M.A.C. didn’t know that Trujillo had already violated one of Southwest Key’s major rules by entering the child’s room alone.
“That is something that is instilled in our minds day one,” said Jeff Cotton, a former Southwest Key employee who was the shift supervisor the day Trujillo entered the boy’s room. “Do not be alone with these kids because there could be an instance where you are accused and if you are accused, you want to have a witness.”
Trujillo left the boy’s room, but returned a short time later and lifted the child’s blanket again. He resumed the tickling, but this time he also rubbed M.A.C.’s penis through his clothing, court records show. The boy moved Trujillo’s hand.
“I know what you want, I can give you anything you need,” Trujillo told the boy, according to police records.

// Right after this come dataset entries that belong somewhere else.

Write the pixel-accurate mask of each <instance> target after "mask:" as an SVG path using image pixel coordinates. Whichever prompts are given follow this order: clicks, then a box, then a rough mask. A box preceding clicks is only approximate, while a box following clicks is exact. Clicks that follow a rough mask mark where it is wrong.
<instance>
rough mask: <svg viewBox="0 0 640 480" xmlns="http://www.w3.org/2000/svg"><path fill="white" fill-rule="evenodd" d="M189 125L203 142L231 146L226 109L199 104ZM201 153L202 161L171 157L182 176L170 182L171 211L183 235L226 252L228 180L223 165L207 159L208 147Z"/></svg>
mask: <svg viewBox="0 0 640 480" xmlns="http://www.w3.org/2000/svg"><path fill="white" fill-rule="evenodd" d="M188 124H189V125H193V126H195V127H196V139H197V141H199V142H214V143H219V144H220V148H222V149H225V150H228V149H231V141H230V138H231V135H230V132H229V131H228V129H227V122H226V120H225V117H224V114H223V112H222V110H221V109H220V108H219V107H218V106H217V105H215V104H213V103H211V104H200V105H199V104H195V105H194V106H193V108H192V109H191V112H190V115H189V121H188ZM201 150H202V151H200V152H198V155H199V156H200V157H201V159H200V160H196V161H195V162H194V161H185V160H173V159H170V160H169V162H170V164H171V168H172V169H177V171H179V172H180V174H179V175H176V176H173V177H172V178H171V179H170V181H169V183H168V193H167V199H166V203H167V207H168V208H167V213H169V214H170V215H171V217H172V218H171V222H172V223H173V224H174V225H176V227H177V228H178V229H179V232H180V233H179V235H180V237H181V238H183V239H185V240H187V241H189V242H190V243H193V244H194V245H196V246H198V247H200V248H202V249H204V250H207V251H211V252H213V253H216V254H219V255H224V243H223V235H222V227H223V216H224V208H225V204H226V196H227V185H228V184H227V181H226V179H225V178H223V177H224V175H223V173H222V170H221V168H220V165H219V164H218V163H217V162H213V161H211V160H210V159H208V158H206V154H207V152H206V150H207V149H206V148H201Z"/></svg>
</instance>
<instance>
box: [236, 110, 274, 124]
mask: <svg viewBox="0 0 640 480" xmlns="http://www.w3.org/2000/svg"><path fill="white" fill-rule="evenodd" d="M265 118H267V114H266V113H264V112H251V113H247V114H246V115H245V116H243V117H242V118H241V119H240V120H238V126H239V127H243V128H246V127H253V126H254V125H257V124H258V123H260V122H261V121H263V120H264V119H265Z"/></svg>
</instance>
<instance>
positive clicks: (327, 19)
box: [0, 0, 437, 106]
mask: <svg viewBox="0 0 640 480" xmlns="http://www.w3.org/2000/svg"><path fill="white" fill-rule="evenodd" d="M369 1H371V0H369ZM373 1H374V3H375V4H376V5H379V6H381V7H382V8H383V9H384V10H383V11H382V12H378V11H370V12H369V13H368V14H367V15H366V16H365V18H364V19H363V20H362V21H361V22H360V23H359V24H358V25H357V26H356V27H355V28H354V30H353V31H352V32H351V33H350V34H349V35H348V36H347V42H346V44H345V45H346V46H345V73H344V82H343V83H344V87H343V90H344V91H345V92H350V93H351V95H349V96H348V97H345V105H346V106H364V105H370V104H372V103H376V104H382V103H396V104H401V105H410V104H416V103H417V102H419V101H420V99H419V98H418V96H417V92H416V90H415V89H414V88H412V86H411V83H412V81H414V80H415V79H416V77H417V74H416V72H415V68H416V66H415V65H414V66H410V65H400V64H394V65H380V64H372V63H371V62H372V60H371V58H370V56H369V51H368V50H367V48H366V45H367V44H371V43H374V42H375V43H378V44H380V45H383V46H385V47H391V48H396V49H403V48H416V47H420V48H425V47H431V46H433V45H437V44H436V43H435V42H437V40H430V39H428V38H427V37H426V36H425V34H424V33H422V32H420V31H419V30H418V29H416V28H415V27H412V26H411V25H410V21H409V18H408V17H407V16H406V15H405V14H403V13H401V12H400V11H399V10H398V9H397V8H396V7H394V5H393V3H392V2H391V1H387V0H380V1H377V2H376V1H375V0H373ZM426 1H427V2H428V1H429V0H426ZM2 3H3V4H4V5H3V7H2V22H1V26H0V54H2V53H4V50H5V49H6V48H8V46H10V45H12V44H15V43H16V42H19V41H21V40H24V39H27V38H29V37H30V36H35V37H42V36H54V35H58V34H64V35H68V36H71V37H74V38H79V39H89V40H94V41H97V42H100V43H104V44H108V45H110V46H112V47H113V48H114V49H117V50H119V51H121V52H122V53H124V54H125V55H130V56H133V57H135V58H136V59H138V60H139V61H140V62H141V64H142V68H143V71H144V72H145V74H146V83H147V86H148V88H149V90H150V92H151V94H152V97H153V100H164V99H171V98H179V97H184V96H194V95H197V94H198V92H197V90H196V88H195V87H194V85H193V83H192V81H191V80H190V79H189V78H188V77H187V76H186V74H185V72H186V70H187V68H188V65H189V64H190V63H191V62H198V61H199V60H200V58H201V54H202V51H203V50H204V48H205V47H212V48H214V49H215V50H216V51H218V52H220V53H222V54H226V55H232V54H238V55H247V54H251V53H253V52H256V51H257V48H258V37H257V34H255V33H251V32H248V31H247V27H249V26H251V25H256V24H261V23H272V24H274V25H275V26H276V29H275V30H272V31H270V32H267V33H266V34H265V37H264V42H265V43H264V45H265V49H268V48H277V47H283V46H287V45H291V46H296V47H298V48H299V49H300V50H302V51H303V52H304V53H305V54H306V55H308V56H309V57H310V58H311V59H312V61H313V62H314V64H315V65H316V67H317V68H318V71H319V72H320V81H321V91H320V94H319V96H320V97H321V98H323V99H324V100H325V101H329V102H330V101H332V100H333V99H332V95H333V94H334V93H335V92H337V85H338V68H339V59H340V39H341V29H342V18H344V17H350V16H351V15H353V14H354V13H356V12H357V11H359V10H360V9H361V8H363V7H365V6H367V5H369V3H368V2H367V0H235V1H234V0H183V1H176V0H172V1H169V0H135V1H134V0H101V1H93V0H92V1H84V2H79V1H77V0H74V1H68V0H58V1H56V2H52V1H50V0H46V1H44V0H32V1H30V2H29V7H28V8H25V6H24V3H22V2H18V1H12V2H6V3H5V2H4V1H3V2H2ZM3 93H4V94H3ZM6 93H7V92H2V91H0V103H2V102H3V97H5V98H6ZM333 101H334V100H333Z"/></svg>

Trujillo left the room, and again returned a short time later. Surveillance cameras caught Trujillo entering and exiting M.A.C.’s room alone each time. On his third trip into the boy’s room, Trujillo attempted to lift the child’s boxers and slip his hand in the boy’s underwear, according to trial records.
This time M.A.C. pulled away. Trujillo asked the child not to tell anyone or else his job could be at risk, the records show. The boy, feeling violated and confused, got dressed and stood in line at the cafeteria.
“I felt uncomfortable over everything that had happened,” M.A.C. told a jury last year. “I knew it was something that shouldn’t be happening in a place like that, and I knew that I needed to say something to someone about that, because it was something that was serious. So I asked to speak to my counselor.”
After M.A.C. was interviewed by police and a psychologist, Trujillo was arrested and never returned to the Southwest Key facility.
Trujillo could not be reached for this story, but in court he testified that he went in and out of M.A.C.’s room to give him toiletries and to teach him how to make his bed. Trujillo’s attorneys also claimed that M.A.C. concocted the abuse claim in order to become a candidate for a U-Visa, which allows immigrants who are victims of crimes to remain in the country.
The jury wasn’t convinced. Trujillo was convicted of one count of molestation and sentenced to three years of probation.
“It’s hard for me to imagine that children and youth that are coming from other countries are arriving here and trying to play the system and apply for things that even people that have been here for years don’t know about,” said Chavez-Dueñas, the clinical psychologist, who is also an associate professor at The Chicago School of Professional Psychology.
Arthur Evans, CEO of the American Psychological Association, said the problems revealed in the police and court records are to be expected given the “very significant needs” of the children and the staff’s lack of specialized training. His organization has offered its membership’s expertise to assist the facilities.
With such a mismatch in needs and capacity, he said, “You’re more likely to have kids running away. You’re more likely to have incidents of sexual and physical abuse.”
Such a result, Evans said, is “not surprising.”